Research and Development

Objective   Increase investment in infrastructure assurance R&D from $250 million to $500 million in FY 99, with incremental increases in investment over a five-year period to $1 billion in FY 04. Target investment in specific areas with high potential to produce needed improvements in infrastructure assurance.

Federal R&D efforts are inadequate for the size of the R&D challenge presented by emerging cyber threats. Only about $250 million per year is being spent on federal infrastructure assurance-related R&D, of which 60 percent—$150 million—is dedicated to information security. There is very little research supporting a national cyber defense. The Commission believes that real-time detection, identification, and response tools are urgently needed. We concluded that market demand is currently insufficient to meet these needs.

R&D for infrastructure protection requires partnership among government, industry, and academia to ensure a successful and focused research and technology development effort.

We Recommend: The President propose an increase in the federal investment in infrastructure assurance research to $500 million in FY99 and incremental increases in annual funding over a five-year period to $1 billion in FY04 for a targeted R&D program focusing on the six R&D areas listed below.

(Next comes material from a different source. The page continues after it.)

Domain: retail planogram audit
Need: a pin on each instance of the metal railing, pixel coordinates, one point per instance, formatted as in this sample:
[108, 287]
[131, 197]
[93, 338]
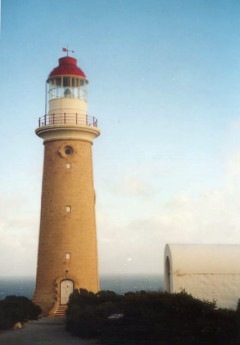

  • R&D Increases for Information Assurance. Assurance of vital information is increasingly a key component to the functioning of our interdependent infrastructures. The urgent need to develop new, affordable means of protection is apparent, given the increasing rate of incidents, the expanding list of known vulnerabilities, and the inadequate set of solutions available.
  • R&D Increases for Intrusion Monitoring and Detection. Reliable automated monitoring and detection systems, timely and effective information collection technologies, and efficient data reduction and analysis tools are needed to identify and characterize structured attacks against infrastructure.
  • R&D Increases for Vulnerability Assessment and Systems Analysis. Advanced methods and tools for vulnerability assessment and systems analysis are needed to identify critical nodes within infrastructures, examine interdependencies, and help understand the behavior of these complex systems. Modeling and simulation tools and test beds for studying infrastructure-related problems are essential for understanding the interdependent infrastructures.
  • R&D Increases for Risk Management Decision Support. Decision support system methodologies and tools are needed to help government and private sector decision-makers effectively prioritize the use of finite resources to reduce risk.
  • R&D Increases for Protection and Mitigation. Real-time system control, infrastructure hardening, and containment and isolation technologies are needed to protect infrastructure systems against the entire threat spectrum.
  • R&D Increases for Incident Response and Recovery. A wide range of new technologies and tools are needed for effective planning, response, and recovery from physical and cyber incidents that affect critical infrastructures.
We Recommend: The National Research Council define, more fully, a national infra-structure assurance research program and lead an effort with departments and agencies already engaged in R&D relevant to each infrastructure.

Assuring Water Quality

Few infrastructures are taken for granted more than our fresh water systems. There is little chance of a threat reducing the quantity of available water sufficiently to endanger the population or cause industrial collapse. But there is risk of malicious attacks over time undermining public confidence. Alternatives for protecting the water supply are few. The most feasible approach we found is a research effort focused on water contamination detection technologies. Effective applications could be developed commercially and implemented at the state and local level.

We Recommend: The creation of a specific R&D program to provide the scientific knowledge and technology necessary to allow highly toxic chemical and biological agents to be detected, identified, measured and treated in near real-time in the nation’s water supply systems. The program should be administered by the EPA.

Provide Early Warning and Response

Real time detection of cyber threats is a special challenge to the R&D community. While this area is included in our recommendation above for additional R&D investment, it is central to the future security of our infrastructures. Some effort is under way, but it requires continued funding and high priority.

Although many industry and government groups are dedicated to ensuring the technical performance of next generation telecommunications networks, there has been no cohesive effort for protecting this infrastructure against the emerging threat of cyber attack. Such effort should include a system of surveillance, assessment, early warning, and response mechanisms to mitigate the potential for cyber threats. Although current methodology for this centralized effort does not exist, several of the basic technical elements required are successfully deployed on a small-scale basis, or in research, and could be integrated into a limited cohesive, national cyber response element.

Conceptually, a successful cyber attack warning and response system would include:

1) A means for near real-time monitoring of the telecommunications infrastructure.

2) The ability to recognize, collect, and profile system anomalies associated with attacks.

3) The capability to trace, re-route, and isolate electronic signals that are determined to be associated with an attack.

We Recommend: The R&D program include a priority effort to develop such an Early Warning and Response capability.

Chemical and Biological Agent Detectors

Considering the serious and growing threat of a chemical or biological attack, chemical and biological agent detectors and effective protective and clean-up equipment are urgently needed and should be included in R&D efforts.